Reputation: 13145
I have two dimentional data stored in a sorted list of tuples, as follows:
data = [(0.1,100), (0.13,300), (0.2,10)...
The first value in each tuple, the X value, only occurs once for the list of tuples. In other words, there can only be one value for 0.1 etc.
I then have a sorted list of buckets. A bucket is defined as a tuple containing a range and an id, as follows:
buckets = [((0,0.14), 2), ((0.135,0.19), 1), ((0.19,0.21), 2), ((0.19,0.24), 3)...
A range is with respect to the X axis. So, the id 2 has two buckets above and ids 1 and 3 have only one, respectively. The first bucket for id 2 has a range from 0 to 0.14. Please note that buckets can overlap.
So, I need an algorithm which drops the data into the buckets and then adds up the scores. For the data above, the result would be:
1:0
2:410
3:10
Notice how each piece of data is caught by a bucket associated with the id 2, hence it gets the score 100+300+10=410
.
How might I write an algorithm to do this?
Upvotes: 4
Views: 2281
Reputation: 22619
Turn each bucket definition (label range) into a callable that - given the data tuple - will increment the bucket total. Bucket values are stored in a simple dict. You can easily wrap this concept up in a class if you want to provide a simpler api.

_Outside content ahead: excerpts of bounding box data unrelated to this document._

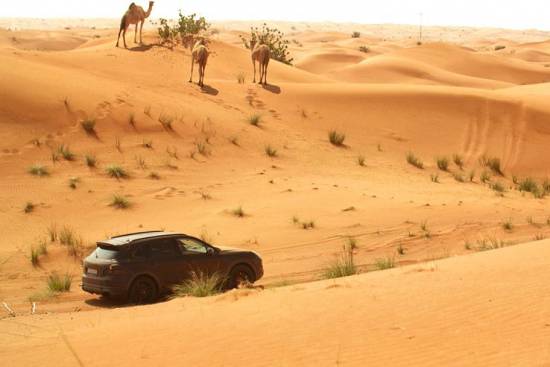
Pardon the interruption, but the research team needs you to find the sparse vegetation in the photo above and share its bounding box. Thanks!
[231,206,246,218]
[491,181,506,194]
[248,113,262,127]
[323,245,358,279]
[237,71,246,84]
[328,130,346,147]
[502,218,514,231]
[105,164,128,180]
[436,157,449,172]
[241,23,294,65]
[518,177,540,194]
[84,154,97,168]
[57,144,75,162]
[407,152,424,169]
[29,164,50,177]
[479,170,491,183]
[453,154,464,170]
[23,201,36,214]
[265,145,278,158]
[69,177,80,190]
[159,114,174,131]
[48,273,72,293]
[453,172,466,183]
[172,272,225,297]
[141,139,153,149]
[374,256,395,270]
[80,118,96,135]
[111,194,131,209]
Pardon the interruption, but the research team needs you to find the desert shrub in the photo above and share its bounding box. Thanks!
[29,164,50,177]
[518,177,539,194]
[323,246,358,279]
[374,256,395,270]
[436,157,449,171]
[491,182,506,193]
[172,272,225,297]
[111,194,131,209]
[157,10,210,47]
[57,144,75,161]
[479,170,491,183]
[453,154,464,169]
[105,164,128,180]
[407,152,424,169]
[265,145,278,158]
[231,206,246,218]
[80,118,95,135]
[240,23,294,65]
[328,130,346,147]
[23,201,36,214]
[159,114,174,131]
[84,154,97,168]
[247,113,262,127]
[48,273,72,293]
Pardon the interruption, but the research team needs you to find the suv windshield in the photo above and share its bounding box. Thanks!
[94,246,126,260]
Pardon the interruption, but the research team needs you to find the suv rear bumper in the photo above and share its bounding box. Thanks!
[82,274,128,296]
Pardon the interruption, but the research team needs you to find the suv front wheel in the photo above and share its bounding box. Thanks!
[128,276,158,305]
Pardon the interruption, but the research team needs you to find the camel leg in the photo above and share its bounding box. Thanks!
[122,26,128,48]
[252,60,256,83]
[189,56,195,83]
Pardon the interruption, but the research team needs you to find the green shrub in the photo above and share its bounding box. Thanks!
[240,23,294,65]
[80,118,96,135]
[48,273,72,293]
[111,194,131,209]
[105,164,128,180]
[265,145,277,158]
[436,157,449,171]
[323,246,358,279]
[29,164,50,177]
[328,130,346,147]
[374,256,395,270]
[248,113,262,127]
[407,152,424,169]
[172,272,225,297]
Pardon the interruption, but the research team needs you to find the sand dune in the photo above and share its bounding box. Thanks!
[4,241,550,366]
[0,22,550,366]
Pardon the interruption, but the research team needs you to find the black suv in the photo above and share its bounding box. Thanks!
[82,231,263,304]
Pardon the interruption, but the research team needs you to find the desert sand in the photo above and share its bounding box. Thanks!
[0,19,550,366]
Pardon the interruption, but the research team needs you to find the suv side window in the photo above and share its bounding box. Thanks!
[146,238,178,259]
[176,237,208,255]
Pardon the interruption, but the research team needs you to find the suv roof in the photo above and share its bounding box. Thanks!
[99,231,182,246]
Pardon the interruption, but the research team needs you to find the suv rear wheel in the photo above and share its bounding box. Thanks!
[227,265,256,289]
[128,276,158,305]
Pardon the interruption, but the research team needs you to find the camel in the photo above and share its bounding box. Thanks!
[189,39,210,88]
[250,41,271,85]
[116,1,155,48]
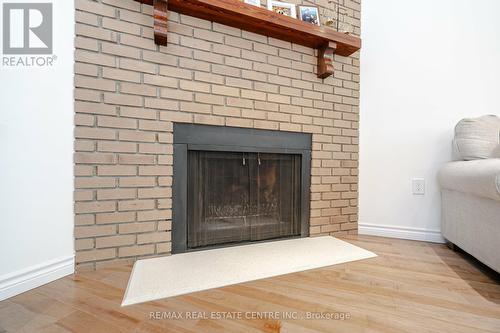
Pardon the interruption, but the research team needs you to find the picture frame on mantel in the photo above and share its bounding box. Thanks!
[298,6,321,26]
[243,0,260,7]
[267,0,297,19]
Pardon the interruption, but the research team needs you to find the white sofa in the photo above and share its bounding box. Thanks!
[438,116,500,272]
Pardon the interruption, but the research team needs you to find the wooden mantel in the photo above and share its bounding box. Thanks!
[136,0,361,78]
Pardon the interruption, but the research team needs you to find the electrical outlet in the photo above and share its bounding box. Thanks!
[411,178,425,195]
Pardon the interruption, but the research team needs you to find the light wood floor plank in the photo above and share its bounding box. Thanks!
[0,235,500,333]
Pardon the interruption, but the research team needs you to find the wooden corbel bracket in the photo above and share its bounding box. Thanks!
[318,42,337,79]
[153,0,168,46]
[135,0,361,79]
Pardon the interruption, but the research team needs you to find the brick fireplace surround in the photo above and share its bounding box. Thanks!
[74,0,361,270]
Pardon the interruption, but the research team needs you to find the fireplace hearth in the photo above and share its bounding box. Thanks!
[172,124,311,253]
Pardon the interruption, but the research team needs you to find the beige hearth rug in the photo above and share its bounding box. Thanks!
[122,236,377,306]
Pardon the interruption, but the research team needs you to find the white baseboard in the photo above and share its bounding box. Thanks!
[358,223,445,243]
[0,256,75,301]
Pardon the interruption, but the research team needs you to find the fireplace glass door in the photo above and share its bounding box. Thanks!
[187,151,301,249]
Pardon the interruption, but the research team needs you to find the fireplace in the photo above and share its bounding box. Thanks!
[172,124,311,253]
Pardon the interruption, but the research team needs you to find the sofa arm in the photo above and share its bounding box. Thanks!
[438,158,500,201]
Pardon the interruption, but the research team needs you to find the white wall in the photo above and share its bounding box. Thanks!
[0,0,74,300]
[359,0,500,241]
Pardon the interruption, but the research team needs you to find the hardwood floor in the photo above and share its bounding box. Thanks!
[0,236,500,333]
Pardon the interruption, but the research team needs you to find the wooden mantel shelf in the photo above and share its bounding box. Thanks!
[136,0,361,78]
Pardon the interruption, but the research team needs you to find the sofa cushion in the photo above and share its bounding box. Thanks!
[438,158,500,201]
[453,116,500,161]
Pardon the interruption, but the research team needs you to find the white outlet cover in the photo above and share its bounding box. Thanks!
[411,178,425,195]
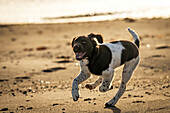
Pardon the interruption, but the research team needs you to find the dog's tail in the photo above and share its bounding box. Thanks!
[127,27,140,48]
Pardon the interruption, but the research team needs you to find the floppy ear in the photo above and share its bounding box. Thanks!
[71,37,76,47]
[88,33,103,43]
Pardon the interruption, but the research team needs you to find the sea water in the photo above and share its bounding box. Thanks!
[0,0,170,24]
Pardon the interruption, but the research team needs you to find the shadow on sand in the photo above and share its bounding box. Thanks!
[104,106,121,113]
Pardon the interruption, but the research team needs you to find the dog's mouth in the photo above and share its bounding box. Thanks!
[75,52,86,60]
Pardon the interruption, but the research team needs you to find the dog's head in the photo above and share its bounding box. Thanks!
[72,33,103,60]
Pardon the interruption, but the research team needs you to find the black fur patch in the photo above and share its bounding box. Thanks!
[120,41,139,65]
[88,45,112,75]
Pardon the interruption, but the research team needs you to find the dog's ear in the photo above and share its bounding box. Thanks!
[71,37,76,47]
[88,33,103,43]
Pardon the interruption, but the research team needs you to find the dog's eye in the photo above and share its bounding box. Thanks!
[82,41,87,44]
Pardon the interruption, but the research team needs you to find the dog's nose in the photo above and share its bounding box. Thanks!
[73,45,80,52]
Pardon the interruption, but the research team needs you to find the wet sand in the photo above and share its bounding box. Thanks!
[0,19,170,113]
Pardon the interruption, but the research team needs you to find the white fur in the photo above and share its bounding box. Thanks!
[72,28,139,106]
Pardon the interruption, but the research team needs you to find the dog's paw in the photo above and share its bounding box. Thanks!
[85,84,94,90]
[72,89,79,101]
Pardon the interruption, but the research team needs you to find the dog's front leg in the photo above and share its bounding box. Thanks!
[72,71,90,101]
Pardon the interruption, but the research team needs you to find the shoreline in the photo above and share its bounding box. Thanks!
[0,19,170,113]
[0,17,170,27]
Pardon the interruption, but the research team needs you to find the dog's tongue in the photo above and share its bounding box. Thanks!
[75,52,86,59]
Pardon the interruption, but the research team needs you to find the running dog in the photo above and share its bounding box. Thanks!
[72,28,140,107]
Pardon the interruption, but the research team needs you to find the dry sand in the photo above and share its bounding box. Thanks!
[0,19,170,113]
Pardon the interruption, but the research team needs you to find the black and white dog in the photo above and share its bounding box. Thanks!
[72,28,139,107]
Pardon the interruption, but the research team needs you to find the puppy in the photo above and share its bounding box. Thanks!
[72,28,140,107]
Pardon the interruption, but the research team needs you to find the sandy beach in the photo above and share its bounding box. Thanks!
[0,18,170,113]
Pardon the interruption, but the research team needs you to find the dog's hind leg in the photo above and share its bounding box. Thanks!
[105,56,139,107]
[99,70,114,92]
[85,76,102,90]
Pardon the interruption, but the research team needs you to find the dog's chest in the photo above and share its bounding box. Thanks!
[80,59,90,73]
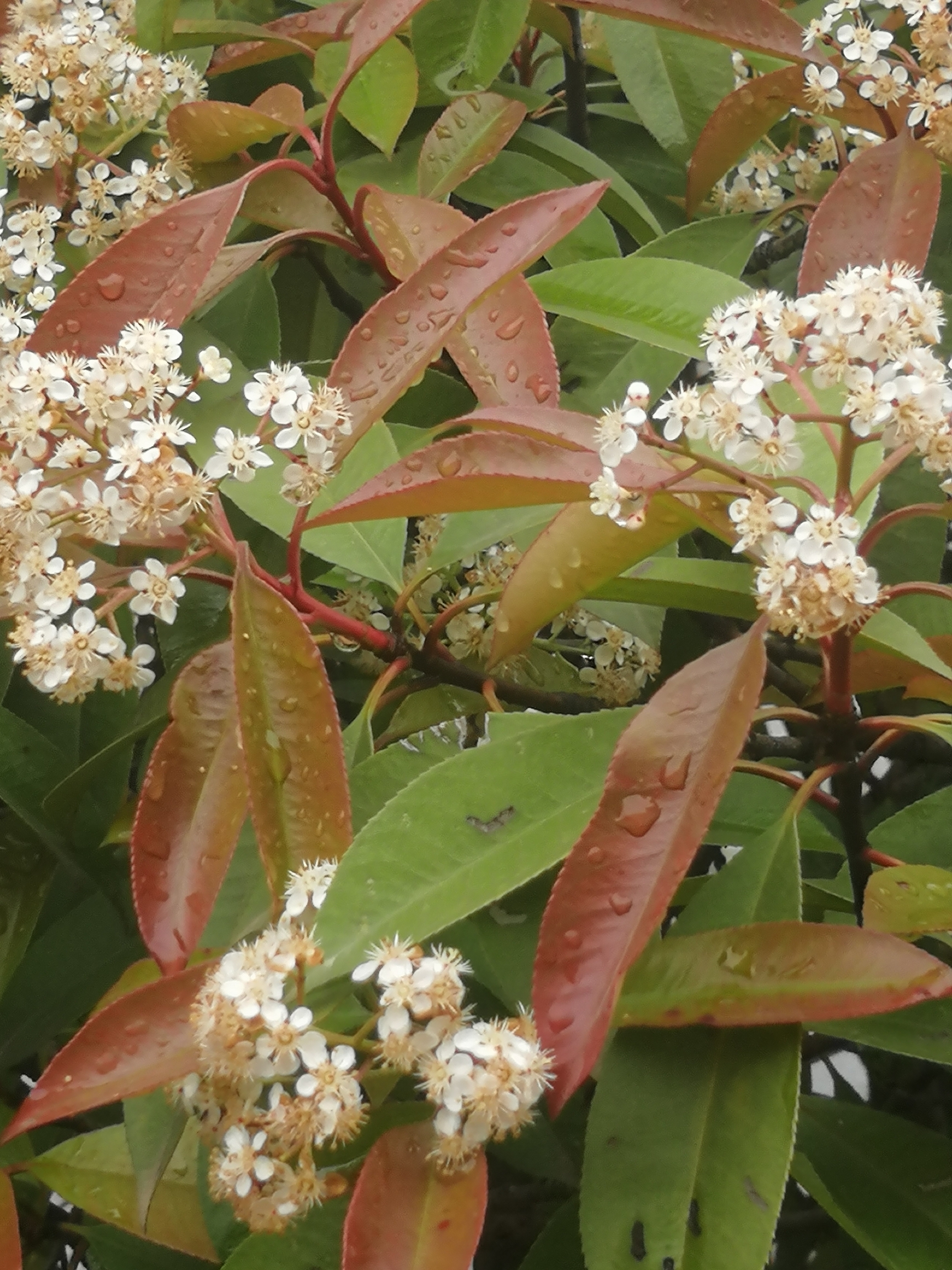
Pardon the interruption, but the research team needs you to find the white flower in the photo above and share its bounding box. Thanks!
[129,557,185,623]
[204,428,273,481]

def partition(buckets, bucket_definition):
"""Build a callable that increments the appropriate buckets with a value"""
lower, upper = bucket_definition[0]
key = bucket_definition[1]
def _partition(data):
x, y = data
# Set a default value for this key
buckets.setdefault(key, 0)
if lower <= x <= upper:
buckets[key] += y
return _partition
bucket_definitions = [
((0, 0.14), 2),
((0.135, 0.19), 1),
((0.19, 0.21), 2),
((0.19, 0.24), 3)
]
data = [(0.1, 100), (0.13, 300), (0.2, 10)]
# Holder for bucket labels and values
buckets = {}
# For each bucket definition (range, label) build a callable
partitioners = [partition(buckets, definition) for definition in bucket_definitions]
# Map each callable to each data tuple provided
for partitioner in partitioners:
map(partitioner, data)
print(buckets)
Upvotes: 1
Reputation: 4056
This produces the desired output from your test data:
data = [(0.1,100), (0.13,300), (0.2,10)]
buckets = [((0,0.14), 2), ((0.135,0.19), 1), ((0.19,0.21), 2), ((0.19,0.24), 3)]
totals = dict()
for bucket in buckets:
bucket_id = bucket[1]
if bucket_id not in totals:
totals[bucket_id] = 0
for data_point in data:
if data_point[0] >= bucket[0][0] and data_point[0] <= bucket[0][1]:
totals[bucket_id] += data_point[1]
for key in sorted(totals):
print("{}: {}".format(key, totals[key]))
Upvotes: 1
Reputation: 672
try this code:
data = [(0.1,100), (0.13,300), (0.2,10)]
buckets = [((0,0.14), 2), ((0.135,0.19), 1), ((0.19,0.21), 2), ((0.19,0.24), 3)]
def foo(tpl): ## determine the buckets a data-tuple is enclosed by list of IDs
x, s = tpl
lst = []
for bucket in buckets:
rnge, iid = bucket
if x>rnge[0] and x<rnge[1]: lst.append(iid)
return lst
data = [[dt, foo(dt)] for dt in data]
scores_dict = {}
for tpl in data:
score = tpl[0][1]
for iid in tpl[1]:
if iid in scores_dict: scores_dict[iid]+=score
else: scores_dict[iid] =score
for key in scores_dict:
print key,":",scores_dict[key]
This snippet results in:
2 : 410
3 : 10
If any bucket ID is not printed, there is no X value in that bucket or it sums zero.
Upvotes: 1